1. Libido - Evolution
2. Marcel - God Rest Ye Merry Gentlemen
3. Joy Unlimited - All Heaven And All Earth Are Silent
4. Virus - Mary Meets Tarzan
5. Dies Irae - Silent Night
6. Libido - Come On Everybody
7. Ardo Dombec - Heavenly Rose
8. Dies Irae - Sheperd's Song
9. Ardo Dombec - Open The Door, Open Your Mind
10.Virus- X-mas Submarine
11.Flute & Voice - Ecce Navicule
12. Libido - Come On Everybody - Special Radio Version

Jak widać powyżej jest to składanka, zawieraj kompozycje, które nie ukazały się na oficjalnych albumach i powstały specjalnie na to wydawnictwo.
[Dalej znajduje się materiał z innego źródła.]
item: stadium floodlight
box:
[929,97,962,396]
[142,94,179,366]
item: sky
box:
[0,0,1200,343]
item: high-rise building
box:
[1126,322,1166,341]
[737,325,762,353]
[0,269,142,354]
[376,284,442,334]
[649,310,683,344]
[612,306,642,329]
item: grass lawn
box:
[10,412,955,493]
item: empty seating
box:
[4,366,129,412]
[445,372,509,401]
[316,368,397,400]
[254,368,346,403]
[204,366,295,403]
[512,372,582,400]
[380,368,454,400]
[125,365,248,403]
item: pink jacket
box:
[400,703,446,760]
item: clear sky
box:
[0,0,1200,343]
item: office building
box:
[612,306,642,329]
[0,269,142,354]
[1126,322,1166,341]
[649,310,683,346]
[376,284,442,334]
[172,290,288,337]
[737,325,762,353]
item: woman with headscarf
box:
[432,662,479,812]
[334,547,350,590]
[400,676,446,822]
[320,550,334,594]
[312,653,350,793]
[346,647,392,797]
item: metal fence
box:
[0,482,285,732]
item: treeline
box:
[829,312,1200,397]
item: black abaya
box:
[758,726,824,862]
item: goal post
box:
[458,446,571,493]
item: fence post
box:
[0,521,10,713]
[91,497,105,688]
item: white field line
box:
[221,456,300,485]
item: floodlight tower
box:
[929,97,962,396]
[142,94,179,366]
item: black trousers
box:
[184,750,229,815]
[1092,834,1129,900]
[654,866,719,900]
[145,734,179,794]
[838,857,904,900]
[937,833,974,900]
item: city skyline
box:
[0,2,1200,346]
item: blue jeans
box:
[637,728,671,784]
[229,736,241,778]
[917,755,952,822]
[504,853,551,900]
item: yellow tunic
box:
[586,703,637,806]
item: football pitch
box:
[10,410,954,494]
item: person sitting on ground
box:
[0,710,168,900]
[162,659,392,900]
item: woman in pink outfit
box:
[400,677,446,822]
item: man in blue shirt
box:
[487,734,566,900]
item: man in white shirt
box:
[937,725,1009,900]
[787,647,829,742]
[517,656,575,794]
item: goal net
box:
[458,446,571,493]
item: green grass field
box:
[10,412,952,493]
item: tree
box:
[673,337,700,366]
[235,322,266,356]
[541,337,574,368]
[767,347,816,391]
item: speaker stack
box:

Nagrały je niemieckie grupy - nazwy są oczywiście znane na FD więc wiadomo jakiej muzyki się spodziewać - pragnę jednak zauważyć, że są to kolędy! Płyta moim zdaniem jest fenomenalna i polecam ją każdemu jako odskocznię od tego czym w przedświąteczny czas raczy nas radio czy markety. Odradzam jednak głośny odsłuch tuż przed kolacją wigilijną żeby nie zmącić nastroju.

CD wydany w 1997 roku przez Second Battle jest dostępny tylko z drugiej ręki.